We found significant associations between exposure to modeled SO2 and PM2.5 with asthma prevalence rate in New York State, USA. Asthma prevalence among the residents was closely associated with the exposure of PM2.5 followed by SO2. But there was a negative association between asthma rate and ground level ozone concentration. In conclusion, this preliminary study illustrates the potential use of the GIS-based method to evaluate the effects of air pollution on asthma rate (asthma emergency visit rate and asthma discharge rate). The results of this study provide a better understanding of the correlation of air pollution with asthma patient visits, and demonstrate that SO2, and PM2.5 might have a positive impact each on asthma emergency visit rate (AEVR) and asthma discharge rate (ADR) while O3 might have a negative impact. Since many other pollutants such as NO2, and VOCs may cause adverse health outcomes, future research is required to provide robust spatiotemporal patterns and trends.
This research work was carried out in part of the corresponding author’s Raman Postdoctoral Fellowship awarded by UGC, New Delhi, India. Authors are also thankful to US EPA for providing the air pollution data, and to New York State Department of Health for making asthma data available on the website for public use. The support from the National Institute of Health NIMHD-RCMI Grant No. G12MD007581 is also acknowledged.

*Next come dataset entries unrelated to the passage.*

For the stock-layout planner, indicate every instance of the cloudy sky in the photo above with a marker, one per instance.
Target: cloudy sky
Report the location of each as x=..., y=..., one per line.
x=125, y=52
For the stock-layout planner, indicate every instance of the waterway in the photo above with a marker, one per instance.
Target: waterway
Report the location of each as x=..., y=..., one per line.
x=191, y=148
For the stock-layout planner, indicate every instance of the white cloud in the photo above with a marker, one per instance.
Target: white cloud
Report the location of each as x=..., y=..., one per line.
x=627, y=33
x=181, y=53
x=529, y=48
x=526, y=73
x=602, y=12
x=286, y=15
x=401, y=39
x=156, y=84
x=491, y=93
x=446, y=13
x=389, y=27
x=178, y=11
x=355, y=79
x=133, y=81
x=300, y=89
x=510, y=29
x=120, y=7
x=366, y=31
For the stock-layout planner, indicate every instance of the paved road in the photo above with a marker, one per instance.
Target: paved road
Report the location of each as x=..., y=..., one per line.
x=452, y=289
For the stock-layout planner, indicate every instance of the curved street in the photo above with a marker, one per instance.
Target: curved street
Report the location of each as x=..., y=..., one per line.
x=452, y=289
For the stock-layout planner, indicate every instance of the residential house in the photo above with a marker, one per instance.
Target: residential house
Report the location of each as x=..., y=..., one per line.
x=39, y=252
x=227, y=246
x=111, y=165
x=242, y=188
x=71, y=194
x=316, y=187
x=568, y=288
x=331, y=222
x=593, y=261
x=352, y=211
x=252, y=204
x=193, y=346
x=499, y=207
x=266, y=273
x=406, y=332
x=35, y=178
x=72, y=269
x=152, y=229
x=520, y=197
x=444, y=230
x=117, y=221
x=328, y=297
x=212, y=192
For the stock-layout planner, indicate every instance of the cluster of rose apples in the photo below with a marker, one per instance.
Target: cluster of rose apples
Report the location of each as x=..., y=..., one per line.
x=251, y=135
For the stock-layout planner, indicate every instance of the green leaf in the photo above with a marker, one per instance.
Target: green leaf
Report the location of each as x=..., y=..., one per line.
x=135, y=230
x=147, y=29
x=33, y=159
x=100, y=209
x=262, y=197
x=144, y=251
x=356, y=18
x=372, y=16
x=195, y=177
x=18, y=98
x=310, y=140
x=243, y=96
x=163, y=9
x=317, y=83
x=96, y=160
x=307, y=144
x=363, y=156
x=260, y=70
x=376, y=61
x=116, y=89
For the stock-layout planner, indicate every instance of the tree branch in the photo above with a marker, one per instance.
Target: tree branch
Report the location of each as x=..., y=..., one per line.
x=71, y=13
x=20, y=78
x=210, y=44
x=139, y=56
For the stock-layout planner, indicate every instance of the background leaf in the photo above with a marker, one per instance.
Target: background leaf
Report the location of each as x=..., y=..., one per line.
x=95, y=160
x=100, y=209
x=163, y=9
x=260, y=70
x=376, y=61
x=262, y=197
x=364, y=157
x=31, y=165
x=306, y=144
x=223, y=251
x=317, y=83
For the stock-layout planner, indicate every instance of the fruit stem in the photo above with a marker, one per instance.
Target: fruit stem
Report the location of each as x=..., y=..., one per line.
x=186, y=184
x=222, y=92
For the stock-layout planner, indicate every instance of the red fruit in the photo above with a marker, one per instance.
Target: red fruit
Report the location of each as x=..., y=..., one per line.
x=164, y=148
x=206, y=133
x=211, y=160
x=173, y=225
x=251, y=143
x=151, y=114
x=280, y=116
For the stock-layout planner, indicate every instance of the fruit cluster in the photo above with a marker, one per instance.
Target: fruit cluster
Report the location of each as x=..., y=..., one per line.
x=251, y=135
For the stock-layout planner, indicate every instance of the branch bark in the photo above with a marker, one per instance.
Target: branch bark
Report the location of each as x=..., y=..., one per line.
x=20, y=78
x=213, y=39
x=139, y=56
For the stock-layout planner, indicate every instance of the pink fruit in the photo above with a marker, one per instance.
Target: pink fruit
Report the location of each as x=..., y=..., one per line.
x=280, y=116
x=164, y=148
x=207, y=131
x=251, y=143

Amit K. Gorai led the design of the study and analysis of the results, and drafted the manuscript. Francis Tuluri participated in the design of the study and helped to draft the manuscript. Paul B. Tchounwou. provided the preliminary ideas for the design of the study and critical comments on the draft manuscript. All authors read and approved the final manuscript.
Conflicts of Interest
The authors declare no conflicts of interest.